Сочиненное после кризиса 1840 года, «Послесловие к „Рейну“» есть своеобразная форма психотерапевтической работы с нацией и с ее противниками. Националистическая риторика возникает там, где ощущается потребность в компенсации некоей фрустрации; «Послесловие к „Рейну“» — выразительное подтверждение этого тезиса.
В публикацию включены параграфы XII–XVII «Послесловия к „Рейну“»; купюры отмечены знаком […]; там, где это необходимо для понимания, их содержание резюмировано в квадратных скобках курсивом. Перевод выполнен по изд.: Hugo V. Œuvres complètes. Paris, 1953. Т. 21. Комментарии сведены к минимуму, необходимому для понимания текста.
Виктор Гюго
Из «Послесловия» к книге «Рейн»
[Левый берег Рейна должен принадлежать Франции, а правый — Германии, и перемена этого естественного положения — следствие коварства англичан и русских, желавших поссорить Германию и Францию], Рейн — река, призванная соединять французскую и немецкую нацию, между тем ее превратили в реку, которая их разъединяет.
Такое положение вещей есть, разумеется, положение искусственное, ложное, противуестественное, а следовательно, недолговечное. Время рано или поздно расставляет все по своим местам, и справедливость торжествует. Настанет день, когда Франция вновь обретет свою прежнюю территорию, обретет свои законные границы. По нашему убеждению, обретение утраченного может и должно совершиться мирно, силою вещей совокупно с силою идей. Этому, однако, мешают два препятствия: материальное и моральное.
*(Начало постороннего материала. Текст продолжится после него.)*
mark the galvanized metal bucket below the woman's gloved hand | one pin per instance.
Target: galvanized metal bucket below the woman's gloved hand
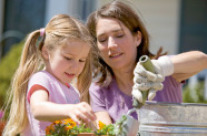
(169, 119)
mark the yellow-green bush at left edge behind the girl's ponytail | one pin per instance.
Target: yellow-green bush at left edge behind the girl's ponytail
(8, 66)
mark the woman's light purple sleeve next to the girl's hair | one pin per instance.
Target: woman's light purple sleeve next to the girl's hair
(97, 98)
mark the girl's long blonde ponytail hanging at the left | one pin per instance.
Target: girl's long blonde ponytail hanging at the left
(29, 64)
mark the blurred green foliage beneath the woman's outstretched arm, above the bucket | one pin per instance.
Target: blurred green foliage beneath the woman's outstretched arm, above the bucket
(194, 95)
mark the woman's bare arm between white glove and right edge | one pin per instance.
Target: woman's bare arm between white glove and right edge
(188, 64)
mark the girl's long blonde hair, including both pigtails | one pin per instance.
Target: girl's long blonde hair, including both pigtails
(59, 28)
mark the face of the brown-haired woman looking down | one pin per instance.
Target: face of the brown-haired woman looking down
(117, 45)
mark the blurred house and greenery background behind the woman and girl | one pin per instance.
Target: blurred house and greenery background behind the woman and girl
(176, 25)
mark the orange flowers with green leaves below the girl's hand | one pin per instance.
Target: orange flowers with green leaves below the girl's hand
(67, 127)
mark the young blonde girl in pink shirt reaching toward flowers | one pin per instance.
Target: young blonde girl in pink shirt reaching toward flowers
(41, 92)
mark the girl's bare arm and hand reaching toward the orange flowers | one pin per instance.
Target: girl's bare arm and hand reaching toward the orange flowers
(44, 110)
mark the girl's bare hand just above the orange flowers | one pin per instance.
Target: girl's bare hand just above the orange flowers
(82, 112)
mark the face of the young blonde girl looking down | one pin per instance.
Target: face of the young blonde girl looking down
(68, 61)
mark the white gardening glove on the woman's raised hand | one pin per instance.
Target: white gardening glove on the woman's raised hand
(145, 80)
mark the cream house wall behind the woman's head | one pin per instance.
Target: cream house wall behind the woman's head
(161, 18)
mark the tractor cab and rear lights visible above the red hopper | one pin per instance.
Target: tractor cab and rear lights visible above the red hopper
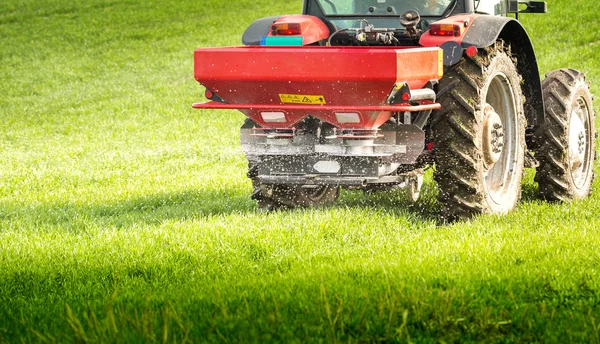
(387, 22)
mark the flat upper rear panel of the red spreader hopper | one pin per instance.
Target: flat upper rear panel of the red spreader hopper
(297, 64)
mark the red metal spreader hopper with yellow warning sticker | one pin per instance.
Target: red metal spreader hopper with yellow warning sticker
(342, 77)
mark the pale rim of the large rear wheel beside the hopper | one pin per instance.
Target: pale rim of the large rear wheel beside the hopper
(500, 146)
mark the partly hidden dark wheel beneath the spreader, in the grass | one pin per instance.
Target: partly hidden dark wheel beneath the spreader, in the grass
(291, 196)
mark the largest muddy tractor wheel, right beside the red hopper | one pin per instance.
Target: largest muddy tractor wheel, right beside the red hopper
(479, 135)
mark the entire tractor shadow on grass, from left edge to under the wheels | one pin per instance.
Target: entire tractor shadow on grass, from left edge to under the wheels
(195, 204)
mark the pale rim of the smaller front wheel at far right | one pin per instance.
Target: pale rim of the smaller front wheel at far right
(580, 148)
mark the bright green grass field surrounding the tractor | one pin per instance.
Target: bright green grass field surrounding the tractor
(125, 215)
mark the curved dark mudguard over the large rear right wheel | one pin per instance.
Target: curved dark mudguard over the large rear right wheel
(485, 31)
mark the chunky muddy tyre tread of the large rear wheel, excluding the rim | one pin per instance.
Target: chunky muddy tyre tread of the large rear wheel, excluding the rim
(456, 128)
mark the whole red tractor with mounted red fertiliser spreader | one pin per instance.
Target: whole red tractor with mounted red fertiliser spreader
(366, 94)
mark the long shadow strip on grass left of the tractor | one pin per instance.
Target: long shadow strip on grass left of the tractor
(149, 210)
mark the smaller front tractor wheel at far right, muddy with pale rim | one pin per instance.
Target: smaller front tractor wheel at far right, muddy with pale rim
(567, 146)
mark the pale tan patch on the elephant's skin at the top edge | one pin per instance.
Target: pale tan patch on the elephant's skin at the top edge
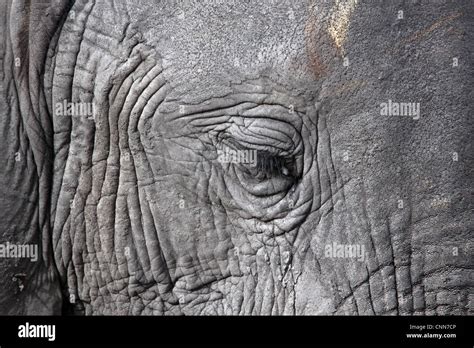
(339, 21)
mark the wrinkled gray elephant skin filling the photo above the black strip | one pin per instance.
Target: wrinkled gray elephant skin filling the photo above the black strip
(132, 212)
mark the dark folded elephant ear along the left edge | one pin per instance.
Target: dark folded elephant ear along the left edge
(29, 281)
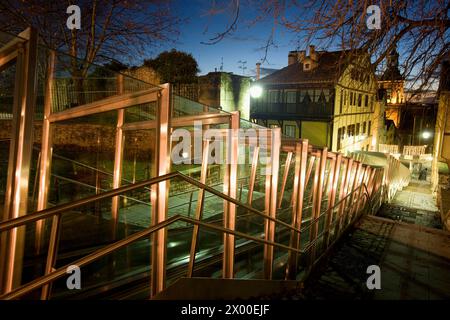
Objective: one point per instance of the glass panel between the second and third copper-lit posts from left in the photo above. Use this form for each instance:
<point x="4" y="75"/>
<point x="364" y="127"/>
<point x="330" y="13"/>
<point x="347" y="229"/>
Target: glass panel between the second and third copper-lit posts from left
<point x="83" y="156"/>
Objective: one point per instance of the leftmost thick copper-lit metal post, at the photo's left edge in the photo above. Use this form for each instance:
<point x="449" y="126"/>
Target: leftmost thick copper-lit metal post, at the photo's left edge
<point x="21" y="147"/>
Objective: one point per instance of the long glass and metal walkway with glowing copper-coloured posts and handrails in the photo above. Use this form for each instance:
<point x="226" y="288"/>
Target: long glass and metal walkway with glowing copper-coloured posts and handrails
<point x="139" y="187"/>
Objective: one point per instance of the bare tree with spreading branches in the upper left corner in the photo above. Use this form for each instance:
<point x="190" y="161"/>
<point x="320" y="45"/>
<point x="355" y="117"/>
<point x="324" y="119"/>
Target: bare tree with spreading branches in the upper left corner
<point x="109" y="28"/>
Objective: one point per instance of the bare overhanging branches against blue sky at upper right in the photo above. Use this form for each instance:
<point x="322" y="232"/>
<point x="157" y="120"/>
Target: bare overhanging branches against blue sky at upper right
<point x="419" y="28"/>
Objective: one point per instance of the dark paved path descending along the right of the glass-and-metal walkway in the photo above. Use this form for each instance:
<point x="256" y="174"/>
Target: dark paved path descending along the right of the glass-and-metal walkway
<point x="406" y="242"/>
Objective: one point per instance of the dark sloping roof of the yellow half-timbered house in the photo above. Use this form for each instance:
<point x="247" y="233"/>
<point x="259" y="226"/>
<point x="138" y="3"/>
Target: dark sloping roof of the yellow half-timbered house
<point x="330" y="67"/>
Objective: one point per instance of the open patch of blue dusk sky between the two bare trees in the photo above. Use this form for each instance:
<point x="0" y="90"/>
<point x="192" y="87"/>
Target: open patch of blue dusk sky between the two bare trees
<point x="243" y="45"/>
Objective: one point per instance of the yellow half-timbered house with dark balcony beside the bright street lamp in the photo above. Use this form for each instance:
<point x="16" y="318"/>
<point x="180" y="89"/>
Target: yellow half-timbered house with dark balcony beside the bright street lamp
<point x="329" y="98"/>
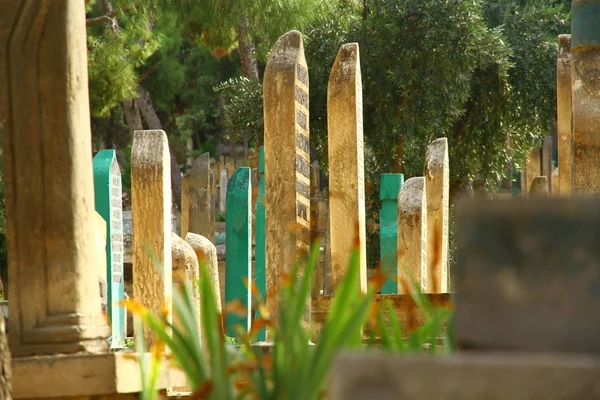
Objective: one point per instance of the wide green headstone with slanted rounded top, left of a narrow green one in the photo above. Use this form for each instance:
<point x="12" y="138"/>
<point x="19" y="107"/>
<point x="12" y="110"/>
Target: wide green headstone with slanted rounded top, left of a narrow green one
<point x="238" y="264"/>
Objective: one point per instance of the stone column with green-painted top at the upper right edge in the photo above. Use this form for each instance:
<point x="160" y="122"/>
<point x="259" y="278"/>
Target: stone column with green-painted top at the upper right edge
<point x="585" y="70"/>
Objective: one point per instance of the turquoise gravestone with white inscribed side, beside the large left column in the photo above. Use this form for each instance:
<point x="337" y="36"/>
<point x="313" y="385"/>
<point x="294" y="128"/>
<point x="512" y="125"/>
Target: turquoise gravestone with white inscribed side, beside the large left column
<point x="108" y="199"/>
Препятствие материальное — это Пруссия. […]
Препятствие моральное — это тревога, которую Франция вызывает в Европе.
В самом деле, для всего мира Франция — это мысль, ум, гласность, книга, пресса, трибуна, слово; Франция — это язык, если верить Эзопу, вещь, как утверждал Эзоп, наихудшая, но, добавим от себя, одновременно и наилучшая.
Чтобы оценить влияние Франции на атмосферу континента, чтобы понять, какой свет и жар от нее исходят, достаточно сравнить Европу, какой она была двести лет назад, с Европой нынешней.